Greenway volunteers sought for new mural

DELANEY WALKER Banner Staff Writer   

Local artist Jaime Barks could only run on the Cleveland/Bradley County Greenway so many times before an idea took root. What if she combined her love for the Greenway and public art into a community project?

She considered the thought. Cultivated a plan. Watched as the idea grew into a dream.

The approval of the Greenway board to permit a mural on the 20th Street underpass has almost made her dream a reality.

Now she needs the help of community volunteers, Thursday through Saturday, to get a head start on the project.

“I really like community-based projects,” Barks said. “Cleveland is a great community. I knew it was something my kids would like to do. It is just fun.”

Barks specifically created a painting last spring for the project. The background is split between a blue sky with criss-crossing clouds and a green field. The foreground is also split into two sections.
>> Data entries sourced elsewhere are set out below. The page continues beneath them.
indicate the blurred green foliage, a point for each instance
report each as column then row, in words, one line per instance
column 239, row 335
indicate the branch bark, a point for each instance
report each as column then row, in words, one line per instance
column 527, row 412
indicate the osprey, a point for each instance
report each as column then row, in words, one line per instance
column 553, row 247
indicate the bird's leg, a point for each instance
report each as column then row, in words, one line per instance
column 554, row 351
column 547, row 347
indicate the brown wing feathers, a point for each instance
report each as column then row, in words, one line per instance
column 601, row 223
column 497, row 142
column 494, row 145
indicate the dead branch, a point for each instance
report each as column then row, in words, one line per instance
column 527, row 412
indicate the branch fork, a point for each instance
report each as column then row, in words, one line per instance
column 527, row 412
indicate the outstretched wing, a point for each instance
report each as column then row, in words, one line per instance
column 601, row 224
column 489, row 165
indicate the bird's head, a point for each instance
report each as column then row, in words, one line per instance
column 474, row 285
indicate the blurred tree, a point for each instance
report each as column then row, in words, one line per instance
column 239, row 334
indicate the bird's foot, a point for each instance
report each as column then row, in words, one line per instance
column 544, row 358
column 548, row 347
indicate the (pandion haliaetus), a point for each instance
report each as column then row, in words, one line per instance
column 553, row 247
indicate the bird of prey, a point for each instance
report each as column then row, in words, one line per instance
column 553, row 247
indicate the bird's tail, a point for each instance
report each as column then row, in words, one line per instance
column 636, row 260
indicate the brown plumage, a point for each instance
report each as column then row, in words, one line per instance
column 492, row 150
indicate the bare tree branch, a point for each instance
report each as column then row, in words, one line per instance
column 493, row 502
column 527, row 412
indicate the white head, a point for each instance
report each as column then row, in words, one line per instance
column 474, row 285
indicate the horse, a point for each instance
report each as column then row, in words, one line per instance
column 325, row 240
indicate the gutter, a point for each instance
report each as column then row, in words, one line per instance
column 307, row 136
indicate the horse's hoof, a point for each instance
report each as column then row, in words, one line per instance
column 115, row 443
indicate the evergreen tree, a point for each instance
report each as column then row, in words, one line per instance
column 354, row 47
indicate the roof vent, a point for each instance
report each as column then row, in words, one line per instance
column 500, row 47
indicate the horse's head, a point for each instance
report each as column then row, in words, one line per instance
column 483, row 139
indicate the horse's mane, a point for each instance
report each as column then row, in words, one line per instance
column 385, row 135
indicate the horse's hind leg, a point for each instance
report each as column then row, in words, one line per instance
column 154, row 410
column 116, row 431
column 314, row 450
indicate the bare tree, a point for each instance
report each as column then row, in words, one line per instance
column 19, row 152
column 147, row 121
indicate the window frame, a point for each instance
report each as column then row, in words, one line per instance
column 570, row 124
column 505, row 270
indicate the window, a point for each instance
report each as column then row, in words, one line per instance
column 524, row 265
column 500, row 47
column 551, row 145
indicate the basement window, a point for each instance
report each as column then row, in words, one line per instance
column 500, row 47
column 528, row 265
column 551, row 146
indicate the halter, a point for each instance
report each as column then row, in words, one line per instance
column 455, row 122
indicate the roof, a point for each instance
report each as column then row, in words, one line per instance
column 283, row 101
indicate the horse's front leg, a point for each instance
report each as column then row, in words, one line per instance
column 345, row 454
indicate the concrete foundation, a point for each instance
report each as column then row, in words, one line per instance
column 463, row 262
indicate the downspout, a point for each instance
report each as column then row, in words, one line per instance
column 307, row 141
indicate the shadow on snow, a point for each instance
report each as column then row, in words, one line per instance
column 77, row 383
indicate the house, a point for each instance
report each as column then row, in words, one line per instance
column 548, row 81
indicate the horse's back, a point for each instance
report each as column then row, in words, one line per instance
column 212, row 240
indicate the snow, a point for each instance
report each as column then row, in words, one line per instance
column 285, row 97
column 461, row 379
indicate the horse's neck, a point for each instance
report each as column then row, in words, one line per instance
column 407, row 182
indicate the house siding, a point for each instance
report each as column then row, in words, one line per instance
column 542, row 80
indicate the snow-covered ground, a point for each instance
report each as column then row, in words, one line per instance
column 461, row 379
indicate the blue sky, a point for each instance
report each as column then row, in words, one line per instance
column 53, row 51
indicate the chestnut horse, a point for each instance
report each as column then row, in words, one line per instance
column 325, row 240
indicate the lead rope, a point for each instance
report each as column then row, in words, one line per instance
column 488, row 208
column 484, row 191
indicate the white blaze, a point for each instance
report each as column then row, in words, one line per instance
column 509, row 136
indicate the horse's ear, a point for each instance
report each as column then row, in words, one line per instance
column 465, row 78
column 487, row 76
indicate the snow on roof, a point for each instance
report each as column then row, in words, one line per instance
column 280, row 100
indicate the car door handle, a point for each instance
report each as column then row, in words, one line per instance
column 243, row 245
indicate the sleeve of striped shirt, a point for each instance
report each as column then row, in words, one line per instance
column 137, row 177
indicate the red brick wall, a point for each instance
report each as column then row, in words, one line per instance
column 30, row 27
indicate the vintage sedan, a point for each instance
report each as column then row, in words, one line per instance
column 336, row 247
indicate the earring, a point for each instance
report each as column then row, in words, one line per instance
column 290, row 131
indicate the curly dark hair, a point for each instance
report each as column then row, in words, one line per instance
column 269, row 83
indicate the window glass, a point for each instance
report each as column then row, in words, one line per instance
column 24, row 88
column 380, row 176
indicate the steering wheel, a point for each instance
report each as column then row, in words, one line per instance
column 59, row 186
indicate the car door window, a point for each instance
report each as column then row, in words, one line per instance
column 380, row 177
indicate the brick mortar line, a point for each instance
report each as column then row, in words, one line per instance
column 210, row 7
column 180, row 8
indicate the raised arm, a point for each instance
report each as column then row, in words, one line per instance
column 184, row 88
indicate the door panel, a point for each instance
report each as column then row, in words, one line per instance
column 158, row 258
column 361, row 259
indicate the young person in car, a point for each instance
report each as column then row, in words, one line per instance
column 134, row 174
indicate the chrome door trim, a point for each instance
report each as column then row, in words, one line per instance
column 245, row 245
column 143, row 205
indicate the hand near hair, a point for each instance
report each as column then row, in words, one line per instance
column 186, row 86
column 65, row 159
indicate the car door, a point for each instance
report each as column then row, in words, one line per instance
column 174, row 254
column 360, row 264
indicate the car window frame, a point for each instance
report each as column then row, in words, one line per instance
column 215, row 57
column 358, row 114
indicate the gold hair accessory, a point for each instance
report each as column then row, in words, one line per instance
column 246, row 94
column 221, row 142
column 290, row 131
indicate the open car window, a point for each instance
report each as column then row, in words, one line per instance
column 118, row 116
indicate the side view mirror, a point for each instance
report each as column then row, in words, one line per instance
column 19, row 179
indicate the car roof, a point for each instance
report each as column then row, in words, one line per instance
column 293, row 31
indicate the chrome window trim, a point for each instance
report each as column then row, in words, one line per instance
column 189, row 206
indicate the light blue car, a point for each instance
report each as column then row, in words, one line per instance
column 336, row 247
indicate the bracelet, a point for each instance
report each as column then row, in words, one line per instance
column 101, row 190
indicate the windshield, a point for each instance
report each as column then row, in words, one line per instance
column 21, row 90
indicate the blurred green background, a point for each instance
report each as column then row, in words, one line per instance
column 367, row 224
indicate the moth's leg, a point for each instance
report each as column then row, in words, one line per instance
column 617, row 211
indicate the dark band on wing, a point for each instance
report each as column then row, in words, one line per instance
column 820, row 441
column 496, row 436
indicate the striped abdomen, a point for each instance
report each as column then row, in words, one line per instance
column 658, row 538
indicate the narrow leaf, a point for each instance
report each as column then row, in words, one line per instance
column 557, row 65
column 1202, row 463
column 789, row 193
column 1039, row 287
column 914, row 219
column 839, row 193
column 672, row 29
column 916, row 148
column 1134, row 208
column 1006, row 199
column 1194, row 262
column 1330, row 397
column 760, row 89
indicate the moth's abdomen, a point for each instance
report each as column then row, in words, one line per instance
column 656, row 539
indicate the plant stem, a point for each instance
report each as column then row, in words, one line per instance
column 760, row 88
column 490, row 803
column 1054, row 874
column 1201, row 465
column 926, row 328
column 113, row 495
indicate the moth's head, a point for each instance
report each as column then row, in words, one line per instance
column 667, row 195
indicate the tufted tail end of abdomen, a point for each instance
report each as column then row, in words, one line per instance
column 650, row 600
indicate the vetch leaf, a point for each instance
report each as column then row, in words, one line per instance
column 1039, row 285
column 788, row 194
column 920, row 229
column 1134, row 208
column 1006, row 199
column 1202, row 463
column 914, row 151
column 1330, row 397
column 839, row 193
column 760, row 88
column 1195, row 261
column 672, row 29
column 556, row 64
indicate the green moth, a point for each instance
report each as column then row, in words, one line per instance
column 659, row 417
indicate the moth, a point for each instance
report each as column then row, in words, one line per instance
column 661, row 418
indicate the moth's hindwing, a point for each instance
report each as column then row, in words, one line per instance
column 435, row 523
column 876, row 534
Across the top is a little, blue bird perched on a flower and holding a ribbon with the words, “Let Love Grow” written in cursive. The lower half of the foreground has four types of flowers reaching toward the sky among tall grass.

The overall effect is exactly what Barks intended: colorful, joyous, vibrant and inspirational.

“I was on a run in the spring and I was just thinking about what I wanted it to look like and what I wanted to convey,” she said. “I was just thinking about really bright flowers and a happy little bird. I hope to hide a few things, like a bumble bee, for kids to find.”

Barks hopes everyone from kids to adults will want to be a part of the project.

Volunteers are needed this week.

- Thursday, June 12: older kids, teenagers and adults are needed to prime the underpass starting at 6 p.m.

- Friday, June 13: painting the background starting at 2 p.m.

Barks said she would really like to have a lot of kids for this portion of the volunteer effort.

“It would be great to stagger volunteers with the arrivals at 2 p.m., 3 p.m., 4 p.m. and 5 p.m. I find with kids, particularly young ones, an hour is about as long as they can paint before they lose interest,” she said. “If your family would like to come, please let me know what time will work best. Any age can come paint. This should be fun and messy — in a good way.”

Barks created the background to be deliberately messy so individuals of all ages and capabilities could jump on board.

- Saturday, June 14: actual painting in progress. This will be the first day of painting the various pieces in the mural. Barks has set up staggered volunteer times for 8 a.m., 10 a.m., 11 a.m. and 2 p.m. Those who have experience painting designs, pictures, murals, etc. will excel in this portion, according to Barks.

Those interested in volunteering can email Barks at In the event of inclement weather, the project will be moved to next week. Volunteers can get updates from Barks by emailing her.

She said she hopes this becomes a piece of the community children can look back on as they grow and remember the time they contributed to the project.

Fostering a love for public art at the same time is also a plus.

“I just love the idea of public art. A lot of people are never going to go into a gallery or go into a museum, but almost everyone at one point will see a public art piece,” she said. “I am just very much of the opinion that art should be enjoyed by everybody.”

Added Barks, “Maybe someone in the community will see [the mural] and hopefully be inspired. Or, just have their day brightened.”

Barks will spend next week on a semi-solo mission to refine the mural before it is finished.

Aside from the public art aspect, Barks’ purpose for the mural is threefold.

“I think it is just a good community piece to bring people together and to bring exposure to the Greenway. I genuinely love the Greenway,” she said. “It is a huge part of [my family’s] lives and my life as a runner. I think it is the greatest thing to happen to Cleveland in forever.

“The other part is just helping to bring the awareness to the art … and expose people to a different form of art. So, like, this is art, but it is not a piece in a museum or gallery. It is something you can teach and see and enjoy.”

Added Barks, “And, of course, just the happy message of love and joy.”